時は積もり無情に去って行く。阪神大震災から25年。その時私は隣の都市で市会議員をしていたことを思い出した。今やらねばいつやるの、俺がやらねば誰がやると気負い、地域の為に休みなく活動していた時代だった。しかし、25年前のあの日、無残に倒壊した神戸の街にいくらかでも何かをしなくてはと交通渋滞の中に車を走らせながら、大自然の驚異に愕然とするばかりで、全く無力な自分を自覚するしかなかったことを悔しく振り返るのだ。
自衛隊の車両が緊急事態に対応できず、同じように交通渋滞に巻き込まれていた姿がなんとも言いようがなく、べしゃんこになった民家の前で呆然と立ち竦む被災者の姿を、車窓の向こうに見つめながらどうしていいのかもわからず、ただかき集めた食料品をとにかく神戸市役所に運ぶことくらいしか思いつかなかったのだ。
災害対策などと議論をするには恥ずかしく、ただ一週間くらい阪神間を右往左往しただけで、ささやかに友人の傾いたマンションに行って、大阪に避難させたことくらいしか情けなさとともに思い出せないのである。

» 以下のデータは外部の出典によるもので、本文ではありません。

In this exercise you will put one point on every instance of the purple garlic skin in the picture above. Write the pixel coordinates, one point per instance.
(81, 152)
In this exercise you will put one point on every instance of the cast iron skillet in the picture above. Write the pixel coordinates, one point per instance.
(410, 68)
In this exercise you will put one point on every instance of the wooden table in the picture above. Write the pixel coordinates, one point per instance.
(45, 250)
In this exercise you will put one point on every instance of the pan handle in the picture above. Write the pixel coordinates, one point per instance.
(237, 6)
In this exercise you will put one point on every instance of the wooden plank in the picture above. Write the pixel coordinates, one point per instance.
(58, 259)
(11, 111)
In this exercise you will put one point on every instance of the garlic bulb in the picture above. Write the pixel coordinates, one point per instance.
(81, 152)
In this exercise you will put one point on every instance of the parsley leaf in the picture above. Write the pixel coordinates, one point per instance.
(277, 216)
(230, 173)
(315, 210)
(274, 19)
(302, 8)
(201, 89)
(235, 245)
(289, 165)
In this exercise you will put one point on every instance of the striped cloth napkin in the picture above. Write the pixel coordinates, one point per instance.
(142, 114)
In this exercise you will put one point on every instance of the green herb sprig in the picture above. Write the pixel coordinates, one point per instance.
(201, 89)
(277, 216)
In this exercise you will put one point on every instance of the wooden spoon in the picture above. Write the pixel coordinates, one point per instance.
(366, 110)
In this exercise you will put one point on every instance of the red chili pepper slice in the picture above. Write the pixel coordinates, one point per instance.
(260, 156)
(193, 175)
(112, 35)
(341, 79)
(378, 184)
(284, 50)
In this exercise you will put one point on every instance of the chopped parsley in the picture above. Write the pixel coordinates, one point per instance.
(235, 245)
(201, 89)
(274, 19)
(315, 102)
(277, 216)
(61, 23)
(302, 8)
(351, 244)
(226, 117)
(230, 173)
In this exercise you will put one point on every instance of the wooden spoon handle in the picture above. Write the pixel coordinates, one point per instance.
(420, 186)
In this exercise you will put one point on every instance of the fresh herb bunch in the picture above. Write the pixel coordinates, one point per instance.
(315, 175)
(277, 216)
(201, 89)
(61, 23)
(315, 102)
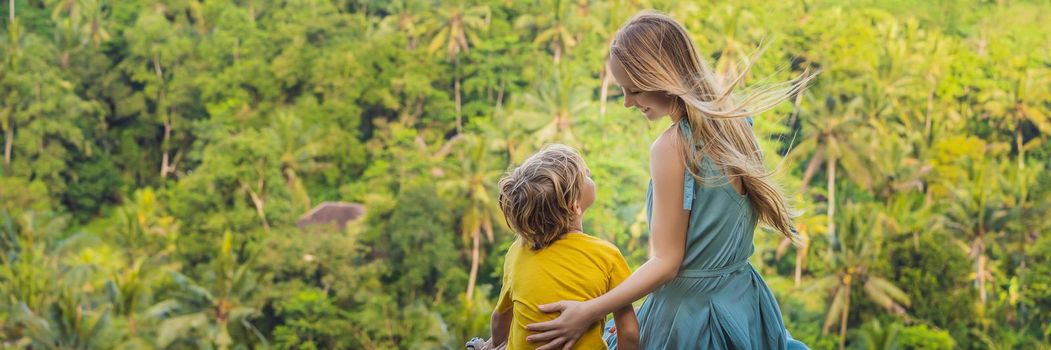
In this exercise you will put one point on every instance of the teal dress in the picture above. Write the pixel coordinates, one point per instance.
(718, 301)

知人が被災し亡くなったことを何件も知らされたが、中でも後輩の学生が確か17人ほど3日間も崩れたアパートの下敷きとなり、雨つゆを糧として、生きるんだと言い聞かせ、友人の息づかいが消えて行く恐怖の中で、奇跡的に一人だけ助かって、救助された事への感謝から後に警察官になった若者の体験談を聞く機会があり、心から感動したことが忘れられない。
議員だった職責の故に、大震災の教訓から何を学ぶのかとか、記憶を風化させてはならないなどともっともらしく議会で議論はしたものだったが、何年かして東京に住まいした私の心の中では、時折遠く過去の出来事として、鎮魂の黙祷とともに振り返ることくらいしか向かいあえていないことに無責任の感を免れ得ないと思い続けて来た。
しかもはるかに衝撃的な3.11東北大震災や熊本地震、また各地での台風の被害など、災害の記憶が上書きされるに従って、その都度深刻に防災の必要を国会で聞きながら、具体的に被災した経験と何らかの関係を持たない人のほとんどが、いつの間にか「他人事」になってしまうことを痛感して来た。
戦争の記憶、学生運動の思い出、そして悲惨な災害での人々の慟哭。いやはや身近な人の死さえ、時とともに風化、忘却の彼方へと小さくなっていくものであることをいかんともしがたいものと受け止めて来たものだった。そうでなくてはまた人は新たな希望を感じつつ前へと歩みだしてはいけないと。
しかしそれだけにわれわれは共有する記憶として、そこに向かいあい歴史として現在に生かされるようにしなくてはならないのではないかと考えては来たもののマスコミでも取り上げない限り、見事に忘れ去っていくことを年を経るに従って思いを深めて来た。
私が若い頃に体験して来た政治的現実でさえも、もはや戦後政治史の一部となっていることを最近は実感することが多く、そのことをいくらか悲嘆し、懐かしんでいる自分を自覚して、これが年をとるということなのだとしみじみ感じている。
「若者は未来に生き、年寄りはより過去に生きる」というが、令和になって明らかに昔話に興ずる場合が増えていることに、阪神大震災を思い返すともに、気づさされたところだ。
『絶対の今』に生きよ!若い頃にある高僧に教えられた言葉を思い出している。新しい年を迎えてこれは戒めとしなくてはと思っている。
藤川 晋之助 政治アナリスト、国会議員秘書
23歳の時、選挙の手伝いをきっかけに国会議員秘書となる。代議士秘書、大臣秘書、地方議員、放浪と隠遁生活を経て東南アジアでいくつかの事業に挑戦。帰国後、東京で藤川事務所を設立し、国会議員や首長の政策立案、選挙をサポートする。政官マスコミに幅広い人脈を持ち、田中派・小沢派での豊富な選挙経験を武器に高い勝率を誇る「選挙のプロ」としても名高い。趣味は文学と政治。